While one of the greatest jocks of our times stalks the eyes of America, because he wants to come back and play, another extraordinary athlete with the same desire has taken the opposite approach.
This guy has been silent and reclusive, letting his representative speak for him.
But Barry Bonds, according to his agent, also wants to return. He wants to reunite with major league baseball as badly as Brett Favre wants to dive back into the NFL.
It's Favre, though, who engages the imagination of a handful of teams. Half the teams in the league would consider hiring the quarterback, and most likely would extend an offer.
Favre, 38, will have numerous options. We'll have to endure tedious updates for another week or two, but he'll be throwing passes by September.
By then, Bonds could be the cleanup batter for a team in a playoff race.
Given his infamy, though, he won't have nearly as many options as Favre.
A's fans debate the idea, but he's not coming to Oakland. The Angels? A long shot that shouldn't be ruled out. Tampa Bay? Rumored to have been interested, but Bonds would be an odd fit. The Dodgers and Mets could use his bat, but National League teams don't need DHs.
Really, there is only one place capable of absorbing everything Barry brings to a lineup, to a clubhouse, to a ballpark, to an organization and a city.
New York. The Yankees.
How perfect would that be? Arguably the greatest controversial player ever, conceivably the best hitter ever and certainly the most provocative figure in sports today taking his act to the Big Apple.
Indeed, it almost seems such a magnificent and tainted and outsized career would not be complete without a spin in pinstripes, a tour on America's grandest sports stage.
The Yankees haven't dismissed the possibility. When you're in New York, spending an MLB-high $207 million to buy a championship and approaching the trade deadline in third place, you're willing to explore all options.
When one of your left-handed hitting outfielders, Hideki Matsui, may be out for the season, you can become desperate.
When another left-handed hitting outfielder, Johnny Damon, is out indefinitely, you become the franchise that can't sleep, in the city that never sleeps.
"I would say any rampant speculation on us involving a player of that magnitude (Bonds) would be extremely premature," Yankees general manager Brian Cashman told reporters at the All-Star game. "I would caution everybody not to misunderstand that since I'm not saying no to it, that that means, 'Oh my gosh, that that might be happening down the line.' It's not something we're focused on at this point."
So, yes, Bonds intrigues the Yankees.

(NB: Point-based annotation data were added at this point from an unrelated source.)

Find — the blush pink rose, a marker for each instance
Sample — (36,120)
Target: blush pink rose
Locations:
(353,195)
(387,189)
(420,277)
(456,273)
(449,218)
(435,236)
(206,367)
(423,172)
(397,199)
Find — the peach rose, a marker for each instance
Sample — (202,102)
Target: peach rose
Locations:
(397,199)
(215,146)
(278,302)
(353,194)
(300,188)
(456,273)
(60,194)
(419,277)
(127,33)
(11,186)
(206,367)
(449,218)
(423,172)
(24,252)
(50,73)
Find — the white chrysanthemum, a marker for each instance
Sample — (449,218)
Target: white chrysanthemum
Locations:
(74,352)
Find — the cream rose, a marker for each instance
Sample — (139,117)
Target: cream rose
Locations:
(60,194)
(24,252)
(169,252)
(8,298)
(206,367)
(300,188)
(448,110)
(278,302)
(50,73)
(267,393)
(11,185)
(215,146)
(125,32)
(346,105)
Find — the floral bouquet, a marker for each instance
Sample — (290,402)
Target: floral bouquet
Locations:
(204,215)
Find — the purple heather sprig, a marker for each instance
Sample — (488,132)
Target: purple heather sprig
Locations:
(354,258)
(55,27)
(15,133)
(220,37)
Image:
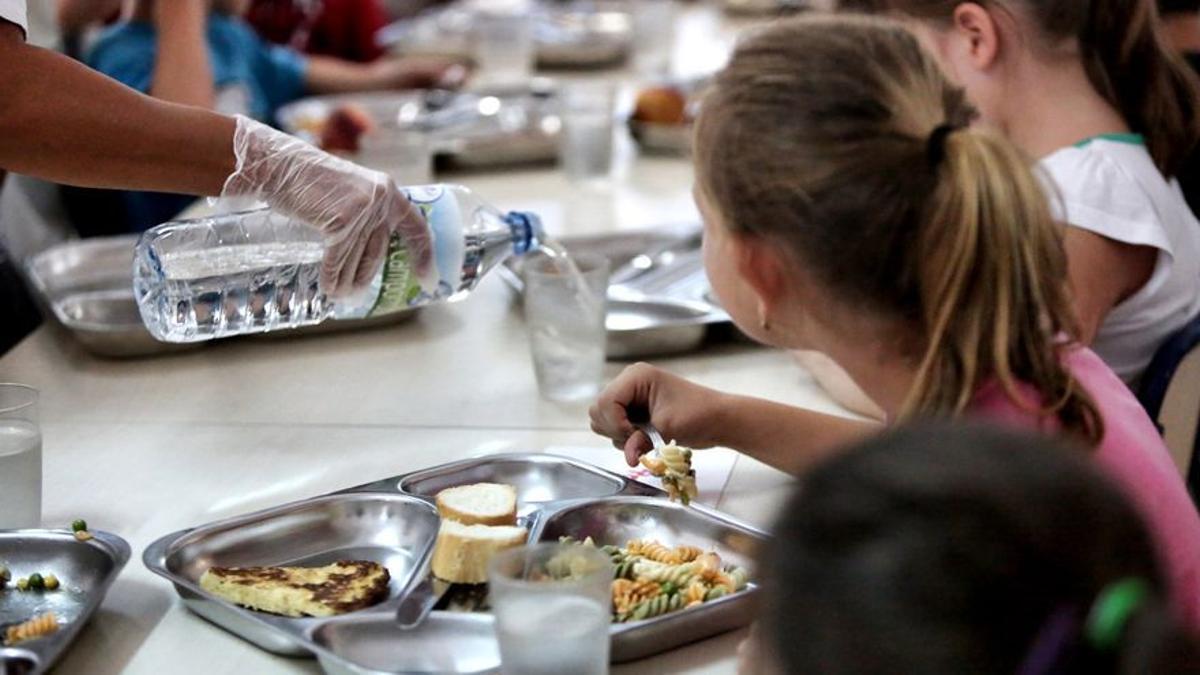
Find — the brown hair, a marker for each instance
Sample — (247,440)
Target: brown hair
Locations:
(817,133)
(1125,57)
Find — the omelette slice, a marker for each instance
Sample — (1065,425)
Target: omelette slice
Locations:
(343,586)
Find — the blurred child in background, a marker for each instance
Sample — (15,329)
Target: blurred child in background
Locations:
(849,208)
(345,29)
(1091,91)
(947,550)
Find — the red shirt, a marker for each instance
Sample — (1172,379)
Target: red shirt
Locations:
(345,29)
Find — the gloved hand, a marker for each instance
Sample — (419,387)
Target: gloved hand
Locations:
(357,209)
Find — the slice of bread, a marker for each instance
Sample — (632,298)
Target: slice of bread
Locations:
(462,551)
(483,503)
(345,586)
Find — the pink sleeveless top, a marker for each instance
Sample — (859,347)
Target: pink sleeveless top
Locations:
(1134,455)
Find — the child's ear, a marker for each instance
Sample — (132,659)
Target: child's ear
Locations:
(978,28)
(761,264)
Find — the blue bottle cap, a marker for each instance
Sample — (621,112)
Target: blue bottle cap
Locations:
(527,231)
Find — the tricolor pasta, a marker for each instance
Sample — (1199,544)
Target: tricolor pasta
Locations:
(653,579)
(36,627)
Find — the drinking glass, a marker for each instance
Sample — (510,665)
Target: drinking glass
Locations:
(402,154)
(504,47)
(564,309)
(552,604)
(21,458)
(586,144)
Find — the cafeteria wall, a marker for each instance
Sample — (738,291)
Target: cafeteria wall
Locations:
(963,549)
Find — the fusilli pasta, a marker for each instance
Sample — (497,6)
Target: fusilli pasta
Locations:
(36,627)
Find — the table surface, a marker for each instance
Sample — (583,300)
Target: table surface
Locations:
(147,447)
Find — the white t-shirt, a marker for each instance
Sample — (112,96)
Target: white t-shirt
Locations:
(15,11)
(1110,185)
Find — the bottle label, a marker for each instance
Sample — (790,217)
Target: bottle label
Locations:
(400,287)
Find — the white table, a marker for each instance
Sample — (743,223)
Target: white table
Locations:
(147,447)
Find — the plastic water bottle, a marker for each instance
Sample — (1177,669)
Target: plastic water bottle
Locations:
(259,270)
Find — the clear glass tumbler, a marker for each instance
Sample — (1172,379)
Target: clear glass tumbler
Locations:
(21,458)
(402,154)
(504,46)
(586,147)
(564,306)
(553,605)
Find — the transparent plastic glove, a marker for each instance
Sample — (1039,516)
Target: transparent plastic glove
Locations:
(357,209)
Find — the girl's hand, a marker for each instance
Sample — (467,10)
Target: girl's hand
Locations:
(424,72)
(681,410)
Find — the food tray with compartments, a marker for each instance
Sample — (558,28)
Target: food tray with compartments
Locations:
(85,571)
(486,127)
(394,521)
(88,287)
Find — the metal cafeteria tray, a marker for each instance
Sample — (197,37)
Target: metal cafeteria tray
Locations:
(467,129)
(564,37)
(659,299)
(88,286)
(85,571)
(394,521)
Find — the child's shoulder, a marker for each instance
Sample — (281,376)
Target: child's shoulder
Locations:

They know his agent, Jeff Borris, claims Barry could be ready within two weeks, and that he posted an absurd .480 on-base percentage in 2007.
They also know his desire to play is strong enough that money will not be an issue. Borris announced that his client would play for the minimum salary - and donate it to buy tickets for children.
Pick up the phone, Yankees, and unleash your mighty roar. Remind everybody why you're the bully in every room you enter.